Se Bremer continua a vivere di amnesie che stonano e non poco rispetto al rendimento mostruoso almeno del precedente campionato con addosso la maglia del Torino; se Paredes e Locatelli sono giocatori che con le loro nazionali riescono ad esprimere un talento che coi colori bianconeri addosso prontamente sbiadisce, se Chiesa e Vlahovic - al netto delle condizione fisiche - in molteplici circostanze, in passato e nel presente, sono stati costretti ad un lavoro di ripiegamento per toccare quei palloni di cui avrebbero bisogno per esprimersi, anche qui ci troviamo al cospetto di dati oggettivi. Di fatti. La fase offensiva di un club del prestigio e del blasone della Juventus non rende merito alla sua storia e contro un avversario nettamente inferiore come il Nantes i problemi sono puntualmente riemersi.
Problemi che si protraggono da tempo e ai quali si è ancora posto rimedio.
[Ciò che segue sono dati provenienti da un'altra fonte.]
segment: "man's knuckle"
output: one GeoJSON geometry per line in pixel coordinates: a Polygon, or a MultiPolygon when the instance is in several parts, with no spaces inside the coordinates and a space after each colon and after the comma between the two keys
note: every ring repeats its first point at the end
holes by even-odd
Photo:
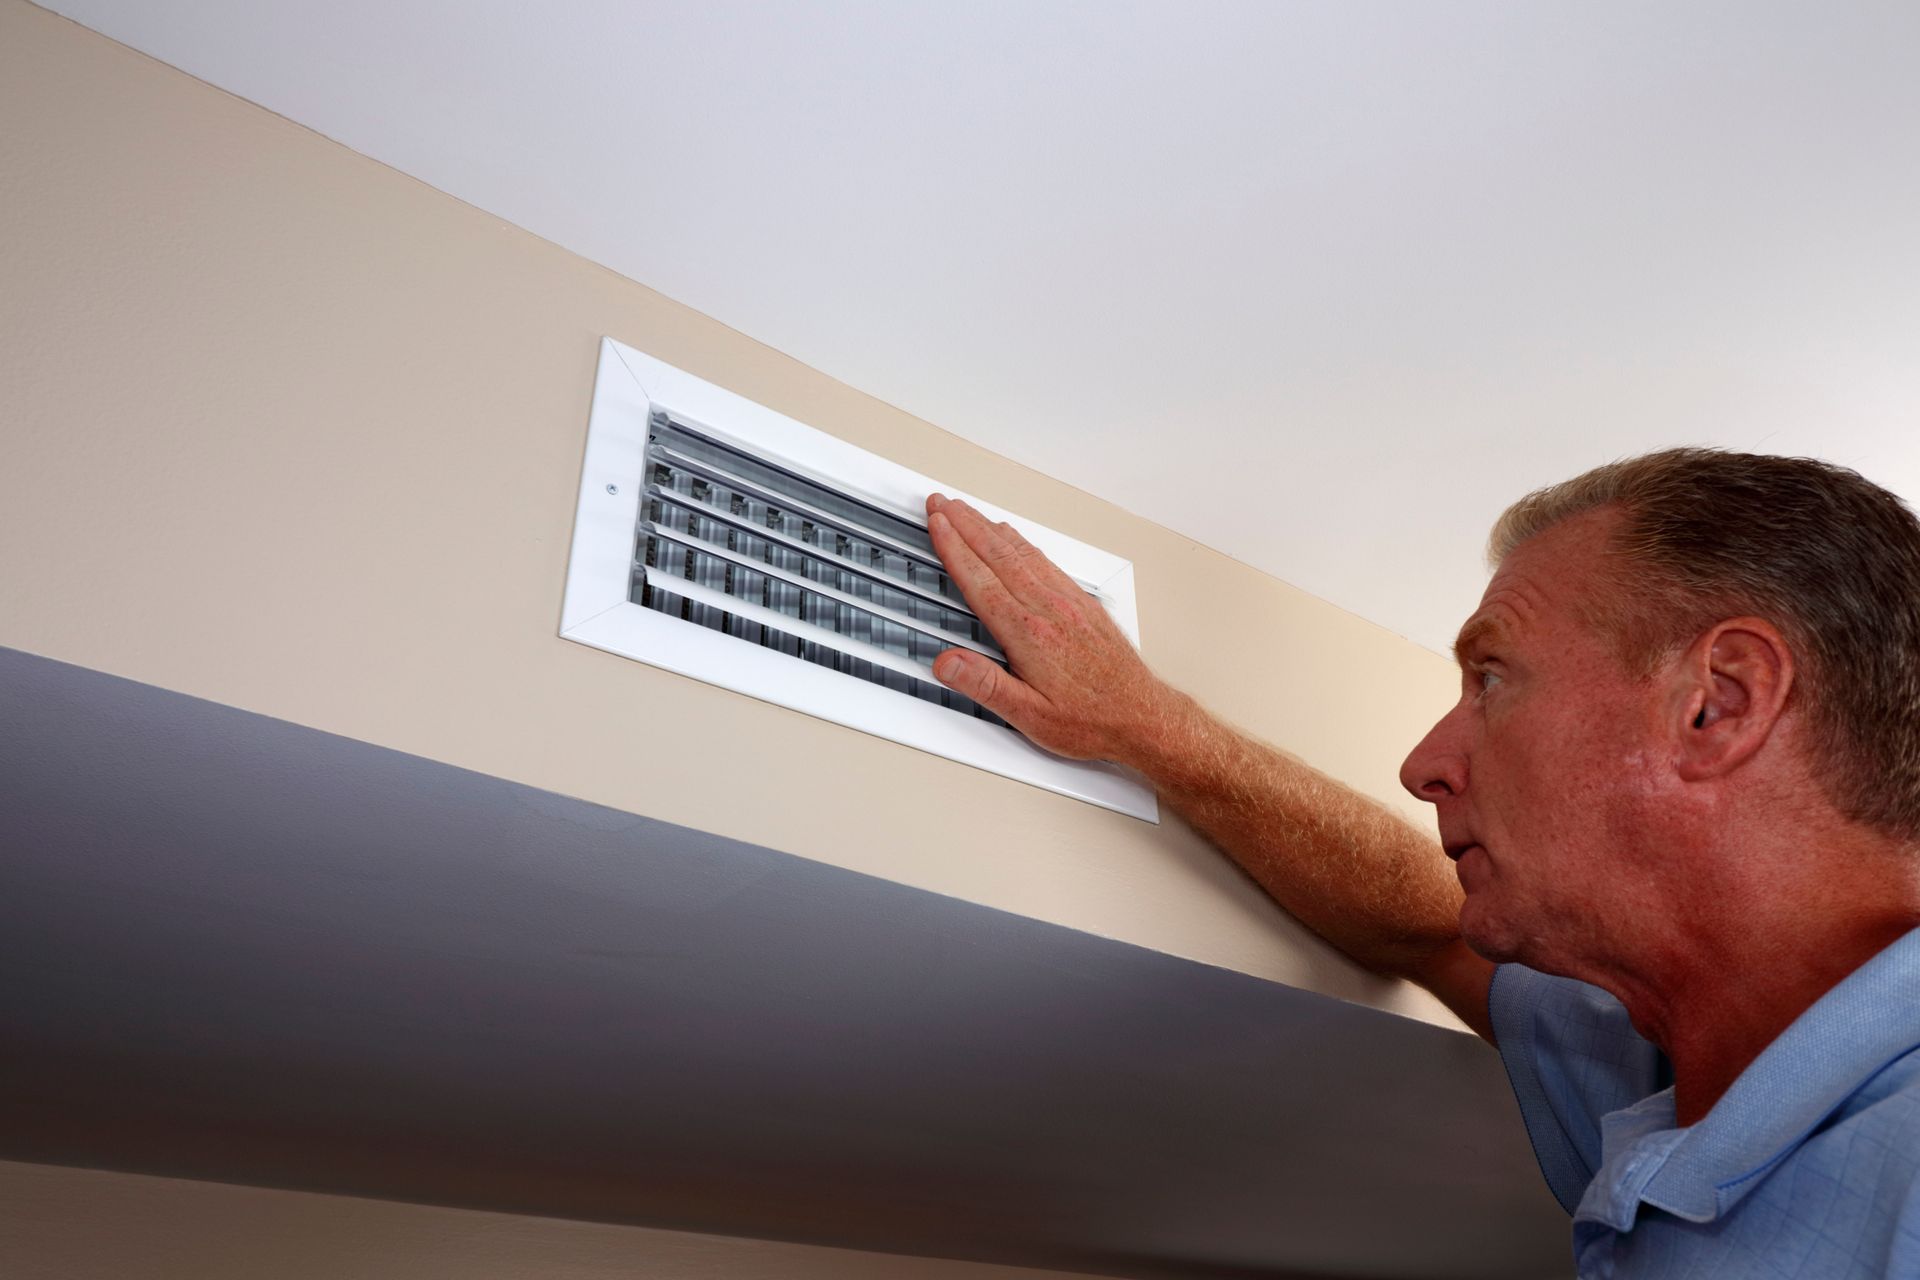
{"type": "Polygon", "coordinates": [[[1089,621],[1086,601],[1077,591],[1050,590],[1045,600],[1049,609],[1069,622],[1084,625],[1089,621]]]}
{"type": "Polygon", "coordinates": [[[1001,617],[1011,614],[1015,608],[1017,608],[1013,593],[1008,591],[1007,585],[998,578],[981,587],[980,602],[981,607],[988,613],[997,614],[1001,617]]]}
Entrerà anche questo nel computo delle valutazioni che la proprietà e la nuova dirigenza della Juventus saranno chiamate a fare prima di decidere a chi affidare il nuovo corso. Il terremoto societario che ha portato all'annullamento del precedente management e all'allontanamento delle figure di riferimento per Allegri sono questioni che non possono essere sottovalutate, esattamente come la scadenza del contratto fissata per l'estate 2023 e con un ingaggio da 7 milioni netti più bonus. Quelle che oggi non possono che essere dichiarazioni e prese di posizione di circostanza da parte degli attuali dirigenti - Allegri è il nostro allenatore, Allegri è il nostro punto di riferimento - andranno rilette sotto un'altra veste. Perchè, se i numeri sono l'unica che conta per addentrarsi in determinate analisi, anche il fatto che in 7 partite europee giocate quest'anno la Juve abbia vinto una volta sola contro il Maccabi merita attenzione.
Le suggestioni legate alle candidature di Conte e Zidane, le piste meno esotiche che conducono a Gasperini e agli altri allenatori accostate al club bianconero sono destinate a riacquisire forza e consistenza se l'attuale corso tecnico non produrrà una svolta reale, un concreto segnale di discontinuità rispetto al percorso intrapreso un anno e mezzo fa. La rivoluzione che dalla prossima estate è destinata ad investire la Juventus passa pure da una politica dei costi ed una gestione molto più attenta alla valorizzazione degli investimenti della società, a maggior ragione sempre più improntati all'abbattimento dell'età media di una delle rose più anziane e costose in Europa. Per Allegri ci sarà ancora spazio?